In den Auszügen des Gutachtens lassen sich dann die Details finden. Während Eicke zwar in seinem Gutachten zu klaren Ergebnissen kam, spitzte er sie in seiner Korrespondenz, die bei den ergänzenden Dokumenten mit abgedruckt ist, noch weiter zu. In einem Schreiben an Staatssekretär Paul Körner, Görings Stellvertreter in der Vierjahresplan-Behörde, wurde Eicke deutlich: „Die Ämter und Dienststellen sind stark aufgebläht oder sind auch nur wegen bestimmter Personen gebildet worden.“ Die DAF begäbe sich eingedenk ihres Totalitätsanspruchs „auf Gebiete, die eigentlich Arbeitsbereiche von Ministerien oder staatlich anerkannten Institutionen sind“ (S. 258). „Wenn die Entwicklung so weiter geht, ist die DAF sehr bald ein Staat im Staate.“ (S. 259) Ähnlich scharf argumentierte Eicke in einem Brief an das Oberste Parteigericht: „Ich konnte feststellen, dass fast überall eine starke personelle Überorganisation vorhanden war, die Kompetenzstreitigkeiten, Doppelarbeit und stark erschwerten Geschäftsgang zur Folge hatte. […] Hinzu kam noch, dass die fachlichen Kenntnisse der Sachbearbeiter meistens stark zu wünschen übrig ließen. […] Bei einem Wirtschaftsunternehmen hätte eine derartige Organisation zwangsläufig sehr bald zu einem Zusammenbruch führen müssen.“ (S. 267)

Abgerundet wird das Buch durch die Biographien führender DAF-Funktionäre, eine Chronologie zur Geschichte der Arbeitsfront sowie eine Auswahlbibliographie.
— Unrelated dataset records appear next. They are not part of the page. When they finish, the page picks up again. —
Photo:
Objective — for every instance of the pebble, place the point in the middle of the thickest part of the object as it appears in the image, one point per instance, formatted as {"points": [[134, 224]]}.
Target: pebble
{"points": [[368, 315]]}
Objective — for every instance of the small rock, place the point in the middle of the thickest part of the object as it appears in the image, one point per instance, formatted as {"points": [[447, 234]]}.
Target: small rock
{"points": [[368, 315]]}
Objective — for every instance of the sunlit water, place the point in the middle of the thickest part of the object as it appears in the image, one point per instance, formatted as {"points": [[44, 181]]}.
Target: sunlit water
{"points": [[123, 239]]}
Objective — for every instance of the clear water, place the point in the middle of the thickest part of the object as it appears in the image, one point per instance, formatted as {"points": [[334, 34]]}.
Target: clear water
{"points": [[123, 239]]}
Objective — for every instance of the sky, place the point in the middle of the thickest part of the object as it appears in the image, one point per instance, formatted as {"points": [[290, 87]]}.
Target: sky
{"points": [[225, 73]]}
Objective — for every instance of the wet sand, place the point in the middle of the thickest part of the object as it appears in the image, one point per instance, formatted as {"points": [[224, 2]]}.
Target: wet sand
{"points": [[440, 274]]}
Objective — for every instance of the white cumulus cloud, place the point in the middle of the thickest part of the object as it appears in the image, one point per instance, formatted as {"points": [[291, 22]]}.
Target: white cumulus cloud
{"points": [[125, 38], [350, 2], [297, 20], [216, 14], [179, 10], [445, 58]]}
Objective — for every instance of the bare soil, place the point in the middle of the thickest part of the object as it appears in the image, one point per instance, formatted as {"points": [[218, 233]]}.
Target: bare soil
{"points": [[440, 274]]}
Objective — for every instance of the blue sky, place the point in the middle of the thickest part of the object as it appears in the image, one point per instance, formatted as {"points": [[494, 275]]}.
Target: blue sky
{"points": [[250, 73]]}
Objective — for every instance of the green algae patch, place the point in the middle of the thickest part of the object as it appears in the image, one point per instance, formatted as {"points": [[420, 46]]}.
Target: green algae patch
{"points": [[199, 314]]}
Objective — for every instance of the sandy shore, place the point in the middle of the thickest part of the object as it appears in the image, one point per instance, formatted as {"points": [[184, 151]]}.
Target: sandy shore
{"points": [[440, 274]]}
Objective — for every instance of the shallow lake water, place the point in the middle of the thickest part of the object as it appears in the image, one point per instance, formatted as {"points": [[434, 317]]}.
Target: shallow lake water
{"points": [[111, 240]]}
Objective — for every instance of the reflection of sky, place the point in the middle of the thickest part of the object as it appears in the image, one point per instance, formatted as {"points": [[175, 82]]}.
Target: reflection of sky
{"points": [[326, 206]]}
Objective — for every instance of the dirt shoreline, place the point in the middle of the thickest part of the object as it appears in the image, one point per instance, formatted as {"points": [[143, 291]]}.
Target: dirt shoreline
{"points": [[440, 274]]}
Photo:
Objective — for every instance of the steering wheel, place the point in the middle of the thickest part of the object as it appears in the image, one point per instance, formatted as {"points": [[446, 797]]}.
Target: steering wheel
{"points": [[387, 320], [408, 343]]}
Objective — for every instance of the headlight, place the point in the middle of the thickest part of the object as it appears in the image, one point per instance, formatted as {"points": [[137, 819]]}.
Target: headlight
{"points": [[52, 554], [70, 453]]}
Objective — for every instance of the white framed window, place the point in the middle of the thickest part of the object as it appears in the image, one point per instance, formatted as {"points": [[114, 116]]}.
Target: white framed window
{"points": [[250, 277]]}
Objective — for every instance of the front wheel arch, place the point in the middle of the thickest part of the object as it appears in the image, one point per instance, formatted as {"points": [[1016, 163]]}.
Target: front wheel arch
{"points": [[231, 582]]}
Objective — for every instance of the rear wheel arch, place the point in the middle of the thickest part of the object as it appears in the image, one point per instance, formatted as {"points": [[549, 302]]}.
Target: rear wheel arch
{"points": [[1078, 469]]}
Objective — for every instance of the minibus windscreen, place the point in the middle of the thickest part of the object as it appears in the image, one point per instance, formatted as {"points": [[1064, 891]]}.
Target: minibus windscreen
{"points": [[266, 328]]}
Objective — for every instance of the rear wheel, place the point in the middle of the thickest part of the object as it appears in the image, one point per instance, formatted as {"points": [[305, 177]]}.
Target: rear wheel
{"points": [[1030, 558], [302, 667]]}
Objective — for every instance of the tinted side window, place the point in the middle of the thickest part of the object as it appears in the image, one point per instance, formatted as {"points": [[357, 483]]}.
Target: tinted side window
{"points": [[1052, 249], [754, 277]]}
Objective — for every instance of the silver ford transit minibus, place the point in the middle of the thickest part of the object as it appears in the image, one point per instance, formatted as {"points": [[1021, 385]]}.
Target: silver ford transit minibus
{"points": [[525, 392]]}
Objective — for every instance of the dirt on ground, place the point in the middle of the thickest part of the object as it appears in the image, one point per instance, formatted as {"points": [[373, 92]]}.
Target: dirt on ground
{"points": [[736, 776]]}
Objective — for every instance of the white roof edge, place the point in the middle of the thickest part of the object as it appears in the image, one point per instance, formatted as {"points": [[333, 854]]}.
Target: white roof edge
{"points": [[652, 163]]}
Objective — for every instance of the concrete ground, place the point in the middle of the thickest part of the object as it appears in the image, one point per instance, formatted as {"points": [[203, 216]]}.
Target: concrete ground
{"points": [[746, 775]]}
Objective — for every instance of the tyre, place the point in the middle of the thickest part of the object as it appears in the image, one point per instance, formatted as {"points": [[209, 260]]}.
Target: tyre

Personen-, Institutionen- und Sachregister erleichtern die Benutzung des Bandes. Es verbleiben lediglich einige kleinere, marginale Kritikpunkte: Eine etwas willkürliche Bildauswahl mit unglücklicher Platzierung; der „Weltkongreß für Freizeit und Erholung“, der 1936 in Hamburg stattfand, wird von Hachtmann permanent als „internationaler Kongress ‚Freude und Arbeit‘“ tituliert (S. 111). Leider auch noch unter Bezugnahme auf eine Veröffentlichung des Rezensenten – das nagt am Ego! Auch der Umstand, dass der nicht ganz unbekannte Leiter von „Kraft durch Freude“ sowie Hauptgeschäftsführer der Volkswagenwerk GmbH, Bodo Lafferentz, gleich an fünf Stellen als „Laffarentz“ durchgeht (S. 314, 344, 354, 356, 372), widerspricht der ansonsten geübten Sorgfalt.

Nein, wenn man an diesem vorzüglichen Buch ernsthafte Kritik üben wollte, müsste man sich auf eine diskussionswürdige Frage konzentrieren: Besaß die DAF wirklich bis 1942 die Machtfülle, die Hachtmann ihr zuschreibt? Die DAF versuchte auf vielen Politikfeldern mitzuspielen, wirklich erfolgreich gelang ihr das aber nur auf wenigen. Der Gesamtorganisation wie ihrem Leiter mangelte es vor allem an exekutiven Kompetenzen. Ley gelang es erst im November 1940, zum „Reichskommissar für den sozialen Wohnungsbau“ und damit zum ersten Mal zum Chef einer „Obersten Reichsbehörde“ zu avancieren (S. 344). Sein Ende 1941 verfolgter Plan, zum „Reichskommissar für den Ausländereinsatz“ ernannt zu werden, scheiterte indes. Man müsste zweifellos genauer und detaillierter darlegen, auf welchen Gebieten die DAF realen Einfluss besaß.

Das Eicke-Gutachten ist in jedem Fall eine Trouvaille, eine faszinierende und einzigartige Quelle. Und mit Sicherheit handelt es sich um ein „Schlüsseldokument“ zur Geschichte der Arbeitsfront. Hachtmann bietet in seiner Einleitung eine souveräne Darstellung des Forschungsstandes, wobei ihm die Fülle eigener Vorarbeiten zugute kommt. Trotzdem bleibt eine Gesamtdarstellung der DAF ein Forschungsdesiderat. Hachtmann arbeitet an einem solchen Überblick im Rahmen eines DFG-Projekts. Auf seine Ergebnisse kann man sehr gespannt sein.

Anmerkungen:
1 Vgl. Hachtmann, Rüdiger, Chaos und Ineffizienz in der Deutschen Arbeitsfront. Ein Evaluierungsbericht aus dem Jahr 1936, in: Vierteljahrshefte für Zeitgeschichte, 53. Jg. Heft 1/2005, S. 43-78.